Having given up trying to add a fourth drive to a what was three disk raid5 array. i was wondering was can be done to clean up all the disks ready for a clean install of a four disk raid5 array. if you can link me to a good tutorial on the matter that would be grand.

mostlyharmless 09-24-2008 03:47 PM

Depends on why you want to wipe the disks I suppose. If it's security, then I'd wipe the disks first and possibly over write with random data using the dd command prior to re-using them.

http://howto.wikia.com/wiki/Howto_wi...clean_in_Linux

If it isn't a security concern, I'd just repartition with fdisk (if needed) and use mdadm to create the new array(s). How you set it up depends on your distro, in Ubuntu, for example:

http://ubuntuforums.org/showthread.php?t=408461

racracracrac 09-26-2008 07:32 AM

I would recommend blowing away the first blocks on the drive. This is where the info mdadm uses is stored.


dd count=1 bs=128k if=/dev/zero of=/dev/sda1

javaholic 10-02-2008 07:14 AM

oh okay i still can't get array to create properly having cleaned the state of the disks.

how do i narrow down SATA controller card problems?

How can i make sure i know which drive is referring to the correct drive from the innards of the machine?

Just in case i did buy two new drives just in case. NOt entirely sure took out the correct drive(s). How can i be sure?

so the resulting cat /proc/mdstat after about a day of building is as follows:

Quote:

Personalities : [raid6] [raid5] [raid4]
md0 : active raid5 sdd1[4](S) sdc1[5](F) sdb1[1] sda1[0]
2930279808 blocks level 5, 64k chunk, algorithm 2 [4/2] [UU__]

unused devices: <none>
So it tells me one drive failed and another is a spare i know that much. If the numbers in the square brackets indicates the channel on the SATA card that these drives are attached to that would be wrong as there are only 4 ports and they are listed as 0,1,2,3.

Could this be my problem? If so how can i rectify this?

i should also point out that the contents of the above "cat /proc/mdstat" command was and is to be best of my recollection identical with both times i tried to build/create array.

javaholic 10-03-2008 01:57 AM

Array seemed to build with --assume-clean option.

But failed after about the mkfs.ext3 /dev/md0

/proc/mdstat stated one spare drive and one failed drive then after boot only only two of the drives showed up i assumed the ones that werenn't spare and failed.

Is there a chance i replaced the wrong two drives the first time round?

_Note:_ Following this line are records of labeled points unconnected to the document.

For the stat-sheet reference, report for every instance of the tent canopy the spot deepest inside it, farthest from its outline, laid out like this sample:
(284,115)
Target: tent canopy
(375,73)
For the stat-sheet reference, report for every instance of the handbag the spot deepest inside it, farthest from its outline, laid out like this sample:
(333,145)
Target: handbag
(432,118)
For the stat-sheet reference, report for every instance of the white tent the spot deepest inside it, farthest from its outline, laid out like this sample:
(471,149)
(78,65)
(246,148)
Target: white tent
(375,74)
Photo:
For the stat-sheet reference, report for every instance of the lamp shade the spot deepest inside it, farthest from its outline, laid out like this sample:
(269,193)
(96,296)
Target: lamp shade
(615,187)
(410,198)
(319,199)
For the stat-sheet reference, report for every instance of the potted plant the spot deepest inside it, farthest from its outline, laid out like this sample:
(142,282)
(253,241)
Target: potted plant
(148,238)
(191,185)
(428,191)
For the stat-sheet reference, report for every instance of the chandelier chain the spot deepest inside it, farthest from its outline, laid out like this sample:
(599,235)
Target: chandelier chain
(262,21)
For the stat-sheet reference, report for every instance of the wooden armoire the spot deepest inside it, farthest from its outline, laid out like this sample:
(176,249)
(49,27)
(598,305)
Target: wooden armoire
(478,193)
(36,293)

mostlyharmless 10-03-2008 11:30 AM

It'd probably be helpful to have more details of what you did, what distro you're using, what hardware you're using etc. The particulars can be important.

There are any number of ways of telling drives apart. You have to be methodical about what you're doing. Getting in the machine and noting the drive models and numbers and which port they're attached to is helpful. You can find a lot of information with dmesg as well. Be methodical here as well.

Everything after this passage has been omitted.